I was shocked and confused to see him in this unexpected weakened state. Trying to make sense of the situation, I immediately began making a record. The need to preserve his remaining life was overwhelming and became my way of resisting the inevitable. Each click felt like I could stop time, no matter how painful, if only for a moment. As he recounted his memories and regrets, it also granted me a deepened emotional space to bond with my father. Similarly, photography helped me see the day to day struggles of my mother. Her anguish equaled his own, their hearts and minds tied together. After his passing, a sense of hopelessness took hold of her, making it difficult to speak her feelings.
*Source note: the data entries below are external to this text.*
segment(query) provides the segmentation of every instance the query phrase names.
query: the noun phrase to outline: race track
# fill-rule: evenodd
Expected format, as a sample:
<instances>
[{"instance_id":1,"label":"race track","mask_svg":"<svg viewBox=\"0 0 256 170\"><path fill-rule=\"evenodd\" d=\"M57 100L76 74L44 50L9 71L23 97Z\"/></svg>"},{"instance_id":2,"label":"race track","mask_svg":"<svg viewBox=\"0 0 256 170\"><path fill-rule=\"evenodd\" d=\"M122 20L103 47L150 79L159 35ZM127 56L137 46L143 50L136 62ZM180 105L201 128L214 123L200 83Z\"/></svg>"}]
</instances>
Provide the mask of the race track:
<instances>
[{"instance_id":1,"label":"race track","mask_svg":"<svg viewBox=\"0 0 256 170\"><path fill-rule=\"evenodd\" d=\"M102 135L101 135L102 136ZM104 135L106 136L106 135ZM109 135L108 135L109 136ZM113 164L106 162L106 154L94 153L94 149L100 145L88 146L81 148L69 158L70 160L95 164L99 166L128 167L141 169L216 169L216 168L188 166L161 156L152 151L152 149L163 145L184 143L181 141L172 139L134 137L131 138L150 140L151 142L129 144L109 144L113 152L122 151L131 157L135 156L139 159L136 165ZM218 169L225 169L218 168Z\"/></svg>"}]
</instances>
Seeking a way to facilitate delicate but necessary conversations, I showed her my images and listened to her thoughts. Writing them down as we looked over the photographs started a journey of reflection for both of us.
The resulting document is one of vision and voice. Bound together through a personal process of grief, I hope they’ve created an emotional map, one that reveals our connectedness to each other while also furthering an understanding for all those navigating the loss of a loved one.